Und gleichzeitig fehlen uns Hunderttausende Pflegekräfte.
Und gleichzeitig fehlen uns Hunderttausende Informatiker.
.. ... ...
Und wer derzeit einen Handwerker braucht, der erlebt ganz live, was uns noch so alles fehlt.......
Mit den Argumenten von 1990 können wir nicht die Realität von 2021 begreifen und beantworten. Doch genau das tun sie - leider.
Gehen sie mal in Familien von 2021, schauen sie sich mal die Lebenswirklichkeit von Schulabgängern 2021 an, betrachten sie Studenten von 2021......und reden sie mal mit Menschen, die 2021 seit ein paar Jahren im Job sind, und die eine Familie gründen wollen......sie werden einige Überraschungen erleben!
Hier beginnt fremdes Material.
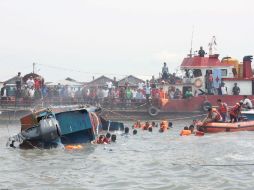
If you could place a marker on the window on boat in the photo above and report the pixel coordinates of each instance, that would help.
(234, 71)
(224, 72)
(208, 72)
(197, 73)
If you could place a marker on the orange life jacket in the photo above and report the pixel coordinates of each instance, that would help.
(223, 108)
(164, 126)
(73, 147)
(218, 116)
(199, 133)
(235, 110)
(185, 132)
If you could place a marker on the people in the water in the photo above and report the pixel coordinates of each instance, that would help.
(154, 124)
(222, 109)
(163, 126)
(113, 138)
(212, 116)
(185, 131)
(107, 139)
(235, 112)
(201, 52)
(191, 128)
(146, 126)
(247, 104)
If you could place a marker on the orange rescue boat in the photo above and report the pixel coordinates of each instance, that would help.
(215, 127)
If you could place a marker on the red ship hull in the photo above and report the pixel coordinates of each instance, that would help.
(197, 104)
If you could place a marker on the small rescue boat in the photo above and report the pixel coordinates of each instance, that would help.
(215, 127)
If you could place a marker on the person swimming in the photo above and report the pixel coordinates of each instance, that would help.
(191, 128)
(185, 131)
(163, 126)
(107, 139)
(113, 138)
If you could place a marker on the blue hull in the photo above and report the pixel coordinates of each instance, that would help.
(75, 126)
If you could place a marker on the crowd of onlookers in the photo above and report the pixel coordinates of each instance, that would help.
(33, 88)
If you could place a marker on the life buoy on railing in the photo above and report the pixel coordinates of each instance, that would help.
(198, 83)
(153, 111)
(206, 105)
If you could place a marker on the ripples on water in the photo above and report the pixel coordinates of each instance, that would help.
(146, 161)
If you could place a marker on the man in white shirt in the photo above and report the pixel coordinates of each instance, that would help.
(30, 82)
(224, 90)
(247, 102)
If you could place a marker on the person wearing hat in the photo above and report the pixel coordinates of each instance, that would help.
(212, 116)
(247, 104)
(236, 89)
(235, 112)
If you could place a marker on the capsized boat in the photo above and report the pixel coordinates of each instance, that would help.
(40, 129)
(77, 126)
(249, 114)
(215, 127)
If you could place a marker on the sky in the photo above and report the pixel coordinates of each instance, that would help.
(85, 38)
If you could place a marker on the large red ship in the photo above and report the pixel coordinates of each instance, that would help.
(204, 77)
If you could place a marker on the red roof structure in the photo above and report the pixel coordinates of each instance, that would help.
(203, 62)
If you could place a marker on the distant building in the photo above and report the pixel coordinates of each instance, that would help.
(131, 80)
(100, 82)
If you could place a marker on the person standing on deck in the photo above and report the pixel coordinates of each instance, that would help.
(247, 102)
(165, 73)
(224, 89)
(236, 90)
(212, 116)
(235, 112)
(148, 91)
(201, 52)
(223, 109)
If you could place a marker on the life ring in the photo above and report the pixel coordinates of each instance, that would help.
(153, 111)
(206, 105)
(198, 83)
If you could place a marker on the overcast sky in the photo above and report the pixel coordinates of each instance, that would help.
(85, 38)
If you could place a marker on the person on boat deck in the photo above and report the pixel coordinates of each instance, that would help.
(212, 116)
(191, 128)
(146, 126)
(235, 112)
(126, 130)
(223, 109)
(113, 138)
(223, 89)
(107, 139)
(99, 140)
(185, 131)
(201, 52)
(165, 73)
(247, 102)
(188, 94)
(154, 124)
(236, 89)
(134, 132)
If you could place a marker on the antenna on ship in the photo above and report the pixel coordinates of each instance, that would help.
(212, 46)
(191, 40)
(34, 67)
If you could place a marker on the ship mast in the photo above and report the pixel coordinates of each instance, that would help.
(191, 41)
(212, 46)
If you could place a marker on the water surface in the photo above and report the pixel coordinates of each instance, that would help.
(146, 161)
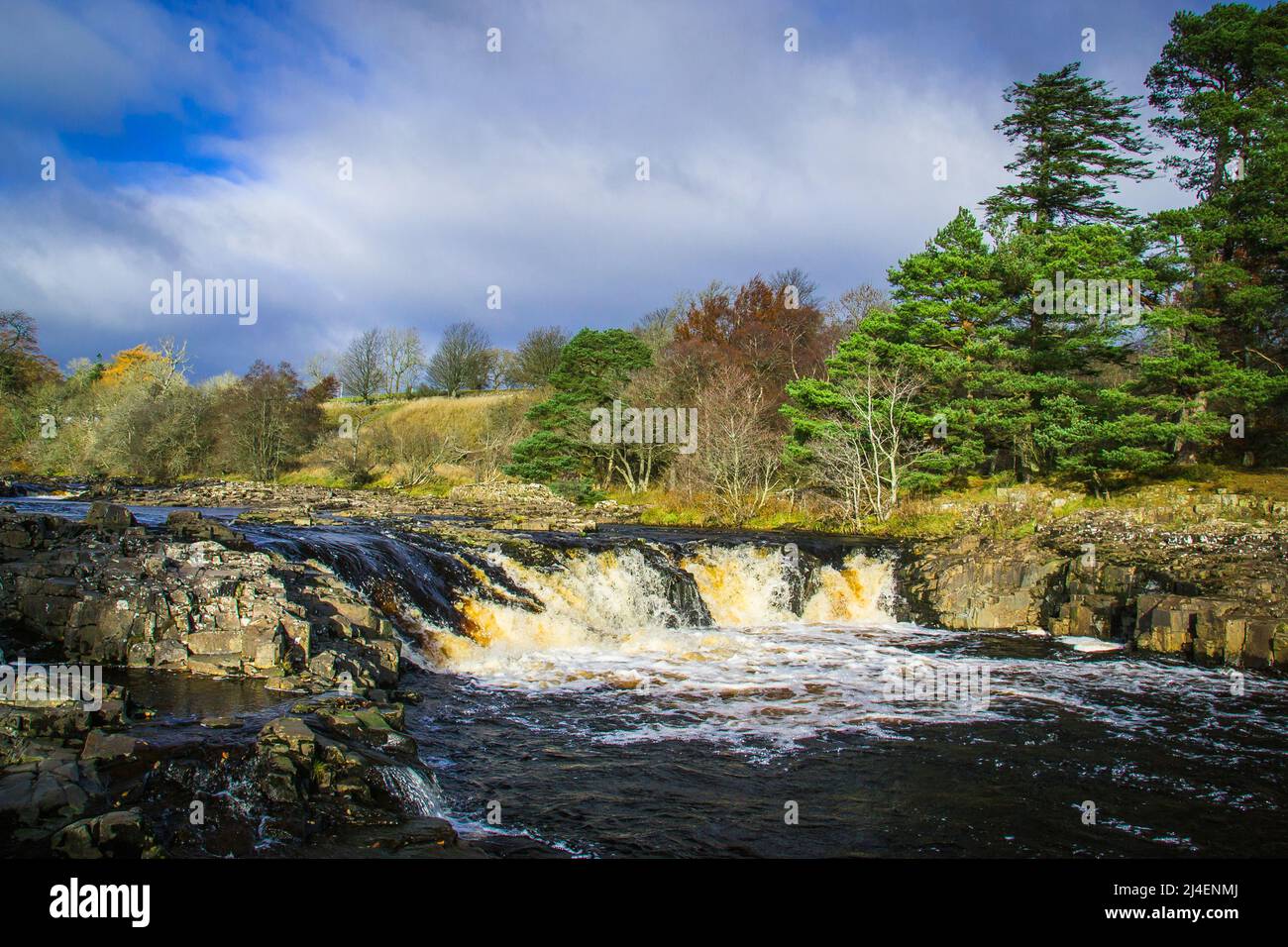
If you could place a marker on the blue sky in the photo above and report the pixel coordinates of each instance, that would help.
(514, 169)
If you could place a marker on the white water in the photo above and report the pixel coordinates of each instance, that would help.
(767, 678)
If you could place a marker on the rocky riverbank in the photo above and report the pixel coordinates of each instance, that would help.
(1203, 579)
(333, 770)
(325, 763)
(501, 505)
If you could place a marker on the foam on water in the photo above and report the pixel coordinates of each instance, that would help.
(764, 677)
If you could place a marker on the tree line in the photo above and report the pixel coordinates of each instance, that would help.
(1164, 343)
(1057, 334)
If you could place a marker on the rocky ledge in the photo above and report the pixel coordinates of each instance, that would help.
(1157, 579)
(497, 504)
(192, 596)
(330, 772)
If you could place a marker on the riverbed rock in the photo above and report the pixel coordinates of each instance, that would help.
(1214, 591)
(205, 605)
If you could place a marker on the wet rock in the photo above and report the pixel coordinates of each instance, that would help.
(114, 835)
(106, 515)
(201, 605)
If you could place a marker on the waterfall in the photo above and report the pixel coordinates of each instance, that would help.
(419, 795)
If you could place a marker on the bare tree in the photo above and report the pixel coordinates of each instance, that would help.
(403, 359)
(415, 450)
(537, 356)
(854, 305)
(863, 451)
(362, 367)
(739, 453)
(318, 367)
(464, 360)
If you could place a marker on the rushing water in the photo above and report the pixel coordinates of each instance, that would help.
(660, 693)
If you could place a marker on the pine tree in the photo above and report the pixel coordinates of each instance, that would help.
(593, 368)
(1222, 90)
(1077, 138)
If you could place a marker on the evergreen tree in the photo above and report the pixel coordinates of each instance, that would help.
(1076, 141)
(1222, 89)
(593, 368)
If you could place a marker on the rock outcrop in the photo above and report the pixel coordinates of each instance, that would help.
(107, 591)
(1215, 592)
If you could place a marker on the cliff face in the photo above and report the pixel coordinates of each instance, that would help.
(1214, 592)
(197, 599)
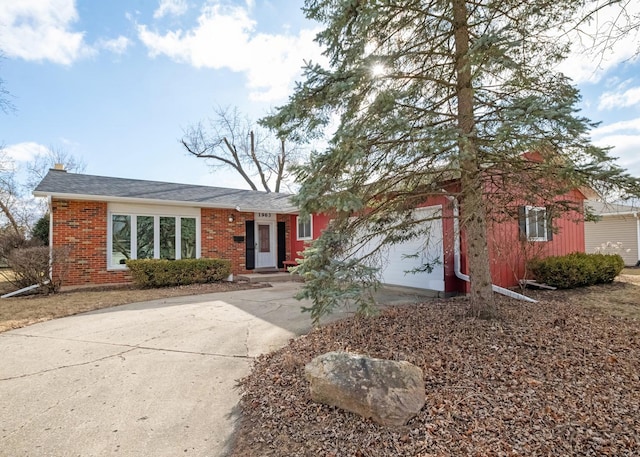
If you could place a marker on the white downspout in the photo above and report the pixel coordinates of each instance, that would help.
(638, 235)
(456, 259)
(50, 205)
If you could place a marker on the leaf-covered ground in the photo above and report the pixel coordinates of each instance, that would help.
(554, 378)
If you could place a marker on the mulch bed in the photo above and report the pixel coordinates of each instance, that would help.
(546, 379)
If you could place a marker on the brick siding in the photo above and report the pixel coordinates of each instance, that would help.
(82, 226)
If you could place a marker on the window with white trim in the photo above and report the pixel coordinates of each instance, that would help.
(143, 236)
(304, 228)
(536, 224)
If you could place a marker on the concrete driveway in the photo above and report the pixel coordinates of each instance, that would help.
(147, 379)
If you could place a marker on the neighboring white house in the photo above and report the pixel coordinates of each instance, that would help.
(616, 231)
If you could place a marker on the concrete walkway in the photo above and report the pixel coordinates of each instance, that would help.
(147, 379)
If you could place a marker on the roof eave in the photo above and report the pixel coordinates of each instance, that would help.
(134, 200)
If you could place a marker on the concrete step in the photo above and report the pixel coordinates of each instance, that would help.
(268, 277)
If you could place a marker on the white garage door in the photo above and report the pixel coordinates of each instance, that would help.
(403, 258)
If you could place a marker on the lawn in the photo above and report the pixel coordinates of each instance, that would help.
(19, 312)
(558, 377)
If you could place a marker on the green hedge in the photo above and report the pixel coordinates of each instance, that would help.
(577, 269)
(165, 273)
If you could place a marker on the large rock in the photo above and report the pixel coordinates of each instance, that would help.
(388, 392)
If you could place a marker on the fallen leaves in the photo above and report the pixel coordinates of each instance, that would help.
(551, 378)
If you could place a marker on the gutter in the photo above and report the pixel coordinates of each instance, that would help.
(456, 259)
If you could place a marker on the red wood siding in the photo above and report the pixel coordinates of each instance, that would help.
(320, 222)
(508, 254)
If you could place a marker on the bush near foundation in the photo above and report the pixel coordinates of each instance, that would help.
(577, 269)
(39, 265)
(166, 273)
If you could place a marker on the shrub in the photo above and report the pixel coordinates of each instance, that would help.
(32, 265)
(577, 269)
(165, 273)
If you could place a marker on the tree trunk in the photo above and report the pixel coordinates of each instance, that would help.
(475, 217)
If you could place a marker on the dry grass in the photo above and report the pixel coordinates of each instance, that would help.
(19, 312)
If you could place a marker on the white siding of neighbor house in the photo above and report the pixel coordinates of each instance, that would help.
(614, 229)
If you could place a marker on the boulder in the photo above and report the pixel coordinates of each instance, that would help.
(388, 392)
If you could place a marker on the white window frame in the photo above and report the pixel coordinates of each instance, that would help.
(156, 212)
(538, 209)
(304, 238)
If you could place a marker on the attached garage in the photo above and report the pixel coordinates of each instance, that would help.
(403, 263)
(618, 225)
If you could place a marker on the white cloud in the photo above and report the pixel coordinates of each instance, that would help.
(117, 45)
(226, 37)
(624, 138)
(41, 30)
(24, 152)
(586, 64)
(170, 7)
(622, 126)
(610, 100)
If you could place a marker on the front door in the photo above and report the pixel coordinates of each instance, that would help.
(265, 245)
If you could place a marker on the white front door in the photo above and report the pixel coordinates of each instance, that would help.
(265, 244)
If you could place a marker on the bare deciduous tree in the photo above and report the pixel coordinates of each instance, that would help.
(231, 140)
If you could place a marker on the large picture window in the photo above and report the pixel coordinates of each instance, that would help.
(140, 236)
(536, 224)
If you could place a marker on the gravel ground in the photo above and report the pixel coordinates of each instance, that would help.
(548, 379)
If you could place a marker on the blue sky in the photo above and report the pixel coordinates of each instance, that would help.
(116, 82)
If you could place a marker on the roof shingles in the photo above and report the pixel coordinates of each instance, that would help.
(62, 184)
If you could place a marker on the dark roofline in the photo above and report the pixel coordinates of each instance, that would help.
(73, 186)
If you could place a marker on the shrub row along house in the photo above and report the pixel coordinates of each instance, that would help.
(105, 221)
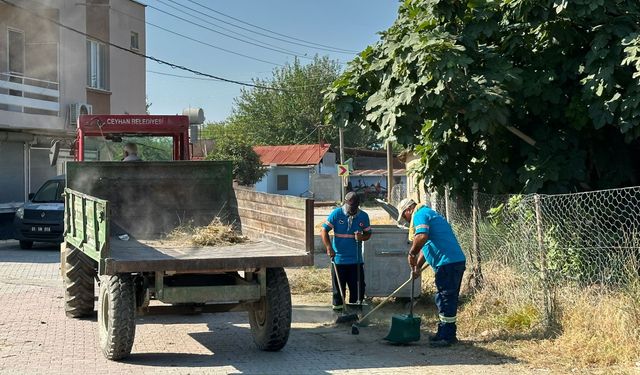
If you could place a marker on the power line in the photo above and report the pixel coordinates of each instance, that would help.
(195, 40)
(211, 79)
(227, 35)
(220, 27)
(308, 44)
(159, 61)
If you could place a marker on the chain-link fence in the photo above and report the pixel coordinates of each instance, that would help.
(536, 245)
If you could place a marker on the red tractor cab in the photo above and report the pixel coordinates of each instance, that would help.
(102, 137)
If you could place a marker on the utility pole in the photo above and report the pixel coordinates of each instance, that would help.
(389, 170)
(341, 133)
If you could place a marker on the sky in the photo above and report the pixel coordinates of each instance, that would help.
(337, 25)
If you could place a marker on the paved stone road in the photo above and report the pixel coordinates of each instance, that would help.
(37, 338)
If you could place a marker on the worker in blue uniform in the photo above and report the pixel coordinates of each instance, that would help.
(350, 227)
(433, 242)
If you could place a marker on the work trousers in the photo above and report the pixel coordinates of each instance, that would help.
(448, 279)
(348, 275)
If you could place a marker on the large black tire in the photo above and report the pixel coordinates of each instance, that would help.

Das aber ändert nichts daran, dass es grundlegende Fehler in unserer Sozialpolitik gibt - die führt dazu, dass einige Teile unserer Gesellschaft immer und immer wieder vom Fortschritt abgekoppelt sind. Dass sich eine Subkultur entwickelt, die auf vererbte Hartz IV Schicksale beruht. DAS ist ein Fehler! DAS muss auch korrigiert werden. Nur - ihre Rezepte taugen dazu leider nicht mehr - sie gehen an der Realität vorbei.